Читаем Самурай полностью

Оставалось хорошо и тогда, когда Максим на всей набранной скорости наконец-то врезался в рассвет, пробил черепичную крышу, перекрытия, мотки проводов и спутавшиеся клубки труб, потолок, громадную серебристую лампу и мягко лег на операционный стол, настолько удачно, что упавший намного раньше меч лишь слегка порезал мочку левого уха и приятно захолодил горящую щеку.

Нанесенные упавшим телом разрушения мгновенно затянулись, лампа неуверенно замигала, но вот все ряды светильников вспыхнули ослепительным слепящим светом, из-за чего Максиму пришлось закрыть глаза, а когда под веками перестали расплываться белые и красные круги и спирали, то он приподнял тяжелую, переполненную сонливостью голову и осмотреться.

Первое впечатление его не обмануло — он действительно находился в операционной с белыми кафельными стенами и полом, густо усеянными кровавыми капельками, несколькими проржавевшими сливами, напрочь забитыми почерневшими мясистыми обрезками, укутанными в белоснежные с просинью простыни металлическими столиками на колесиках (надо полагать скрывавшими богатейшую коллекцию скальпелей, зажимов и пил), несколькими шкафчиками, плотно набитыми склянками, банками, пробирками с жидкостями, порошками и таблетками всех цветов радуги, подмигивающими по углам компьютерными терминалами, по которым скучно тянулись зеленые синусоиды и расцветали томограммы чьего-то мозга.

Лежал Максим на вогнутом железном столе с частой перфорацией и вделанными по углам маленькими хромированными кранчиками, из которых медленно капала вода, при этом никто не удосужился не то что простынку под него постелить, но и просто подушку под голову сунуть. И еще был запах, странный запах хвойного леса, моря и разрытой, слегка влажноватой земли, обильно удобренной перегноем, весьма своеобразно дополняющий висящую в изголовье Максима картину, отражение которой он ухитрился рассмотреть в зеркальный кафель противоположной стены, изображавшей звездную ночь с ковшом Большой Медведицы, тем самым сосновым лесом, черными силуэтом проступающей в синеве тьмы, и покосившимися могильными крестами. Максим в изнеможении опустил голову на твердое железо, прижался щекой к лезвию меча с точно рассчитанной силой, за которой сразу следует боль, закрыл слезящиеся глаза, нащупал в кармане очки и водрузил из на кончик носа.

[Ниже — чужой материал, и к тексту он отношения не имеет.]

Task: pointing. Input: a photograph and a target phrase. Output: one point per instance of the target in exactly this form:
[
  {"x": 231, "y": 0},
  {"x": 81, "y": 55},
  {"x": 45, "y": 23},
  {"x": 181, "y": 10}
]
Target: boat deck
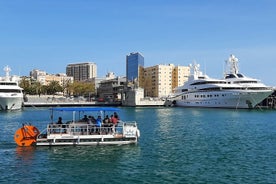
[{"x": 88, "y": 134}]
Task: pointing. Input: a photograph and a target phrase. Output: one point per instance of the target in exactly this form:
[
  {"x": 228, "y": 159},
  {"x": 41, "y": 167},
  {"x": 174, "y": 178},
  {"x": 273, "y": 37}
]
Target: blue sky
[{"x": 49, "y": 34}]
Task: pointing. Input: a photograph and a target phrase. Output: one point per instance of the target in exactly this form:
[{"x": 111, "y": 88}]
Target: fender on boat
[{"x": 26, "y": 135}]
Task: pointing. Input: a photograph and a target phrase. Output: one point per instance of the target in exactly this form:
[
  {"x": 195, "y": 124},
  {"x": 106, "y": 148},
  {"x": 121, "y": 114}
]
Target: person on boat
[
  {"x": 98, "y": 124},
  {"x": 85, "y": 118},
  {"x": 99, "y": 121},
  {"x": 114, "y": 120},
  {"x": 59, "y": 123},
  {"x": 93, "y": 120},
  {"x": 106, "y": 120},
  {"x": 116, "y": 116},
  {"x": 59, "y": 120}
]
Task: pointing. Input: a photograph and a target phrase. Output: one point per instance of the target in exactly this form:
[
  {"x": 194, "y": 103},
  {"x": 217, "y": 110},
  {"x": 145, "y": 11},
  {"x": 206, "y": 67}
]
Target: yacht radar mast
[
  {"x": 7, "y": 70},
  {"x": 232, "y": 65}
]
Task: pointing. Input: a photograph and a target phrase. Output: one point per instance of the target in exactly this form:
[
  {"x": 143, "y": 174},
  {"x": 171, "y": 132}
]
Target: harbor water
[{"x": 177, "y": 145}]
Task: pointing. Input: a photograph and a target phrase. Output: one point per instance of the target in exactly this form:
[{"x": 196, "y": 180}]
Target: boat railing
[{"x": 76, "y": 128}]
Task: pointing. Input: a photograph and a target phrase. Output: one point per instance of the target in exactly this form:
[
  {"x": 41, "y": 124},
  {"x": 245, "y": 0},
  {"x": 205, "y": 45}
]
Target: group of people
[{"x": 107, "y": 121}]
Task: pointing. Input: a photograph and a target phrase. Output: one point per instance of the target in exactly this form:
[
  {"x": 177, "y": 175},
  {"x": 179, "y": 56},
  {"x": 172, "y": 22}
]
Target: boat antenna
[{"x": 7, "y": 70}]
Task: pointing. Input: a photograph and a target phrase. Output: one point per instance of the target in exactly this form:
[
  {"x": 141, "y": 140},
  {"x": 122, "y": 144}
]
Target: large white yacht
[
  {"x": 234, "y": 91},
  {"x": 11, "y": 95}
]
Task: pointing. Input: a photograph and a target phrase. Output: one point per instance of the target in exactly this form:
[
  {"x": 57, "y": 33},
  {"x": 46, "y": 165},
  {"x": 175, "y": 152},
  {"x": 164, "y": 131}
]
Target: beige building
[
  {"x": 160, "y": 80},
  {"x": 82, "y": 71},
  {"x": 45, "y": 79}
]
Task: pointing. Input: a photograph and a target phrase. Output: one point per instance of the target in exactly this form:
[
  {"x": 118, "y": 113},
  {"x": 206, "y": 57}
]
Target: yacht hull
[
  {"x": 223, "y": 99},
  {"x": 11, "y": 102}
]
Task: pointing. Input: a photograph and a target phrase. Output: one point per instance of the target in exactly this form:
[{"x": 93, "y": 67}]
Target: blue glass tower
[{"x": 133, "y": 62}]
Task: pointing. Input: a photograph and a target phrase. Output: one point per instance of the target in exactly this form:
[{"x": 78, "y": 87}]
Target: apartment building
[
  {"x": 45, "y": 79},
  {"x": 160, "y": 80},
  {"x": 82, "y": 71}
]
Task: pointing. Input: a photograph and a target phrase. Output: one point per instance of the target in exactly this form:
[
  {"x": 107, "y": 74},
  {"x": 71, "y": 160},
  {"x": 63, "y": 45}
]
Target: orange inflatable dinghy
[{"x": 26, "y": 135}]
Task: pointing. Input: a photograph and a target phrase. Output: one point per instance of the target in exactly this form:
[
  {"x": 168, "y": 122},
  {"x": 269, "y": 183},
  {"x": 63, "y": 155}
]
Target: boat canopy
[{"x": 82, "y": 109}]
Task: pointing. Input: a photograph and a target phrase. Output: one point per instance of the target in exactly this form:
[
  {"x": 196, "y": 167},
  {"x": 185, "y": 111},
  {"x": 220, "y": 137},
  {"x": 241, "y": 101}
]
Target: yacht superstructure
[{"x": 234, "y": 91}]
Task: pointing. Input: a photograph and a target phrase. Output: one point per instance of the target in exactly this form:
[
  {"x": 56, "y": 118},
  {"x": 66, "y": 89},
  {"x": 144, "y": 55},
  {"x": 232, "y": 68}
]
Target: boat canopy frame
[{"x": 102, "y": 110}]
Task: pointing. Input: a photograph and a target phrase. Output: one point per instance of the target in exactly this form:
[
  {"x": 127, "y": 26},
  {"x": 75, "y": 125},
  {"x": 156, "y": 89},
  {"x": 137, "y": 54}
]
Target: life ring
[{"x": 26, "y": 135}]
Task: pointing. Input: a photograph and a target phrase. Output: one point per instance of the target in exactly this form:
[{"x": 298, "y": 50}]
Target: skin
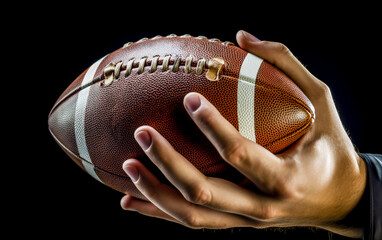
[{"x": 317, "y": 182}]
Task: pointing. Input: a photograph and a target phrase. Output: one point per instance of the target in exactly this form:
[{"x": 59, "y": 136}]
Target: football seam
[
  {"x": 111, "y": 173},
  {"x": 301, "y": 103}
]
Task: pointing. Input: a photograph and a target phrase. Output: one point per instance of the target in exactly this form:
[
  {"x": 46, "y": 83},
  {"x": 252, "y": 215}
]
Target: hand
[{"x": 316, "y": 182}]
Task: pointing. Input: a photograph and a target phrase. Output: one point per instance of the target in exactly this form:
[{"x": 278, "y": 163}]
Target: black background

Над ним нависли лица, скрытые под зеленоватыми масками, больше смахивающими на респираторы или даже противогазы, так как из под матерчатых клапанов с большими металлическими кнопками куда-то вниз тянулись толстые полупрозрачные трубки с хорошо различимым клубящимся содержанием, как будто хирургам пришло в голову надышаться наркотического дыма перед сложной операцией.

То, что это хирурги, Максим догадался по их стеклянным глазам, прикрытыми контактными линзами, которые расчерчивали прицельные сетки и мигающие крошечные огоньки микроскопов и нанокомпьютеров, да по общему безжалостно-равнодушному выражению глаз в окружении характерных морщинок и нависающих с безресничных век тонких длинных складок, готовых мгновенно захлопнуться перед фонтанчиками крови из разрезанных артерий или распоротого сердца.

Слегка шевеля головой из стороны в сторону, Максим пытался найти в них десять отличий, но дальше одного не пошло — они различались только тем, что один стоял справа от Максима, а другой — слева, с одинаковой холодной доброжелательностью разглядывая пациента и синхронно моргая.

Сквозь очки света проходило не так много, и поэтому Максим имел возможность любоваться несколько искаженным изображением операционной в громадном рефлекторе висящего над ним прожектора, хотя пришлось изрядно постараться, чтобы перевести вогнутое, сверкающее изображение трех людей, двое из которых стояли и выходили в зеркале искаженными зелеными овалами, в привычное человеческое мирововсприятие.

Сам Максим отражался живописным уродцем с толстеньким телом, кривыми ножками и сплюснутой головой, делающей честь самому закоренелому неандертальцу, и было похоже на то, что он попал в комнату смеха и так и лег у самого смешного отображения, от истерического смеха не имея сил двинуться дальше.

Хирурги наконец оторвались от созерцания пациента, переглядывания и синхронного моргания, подкатили поближе к операционному столу укутанный простыней столик, долго его распаковывали, путаясь в невероятного размера простыне, которая оказалась изнутри расписанной аляпистыми узорами.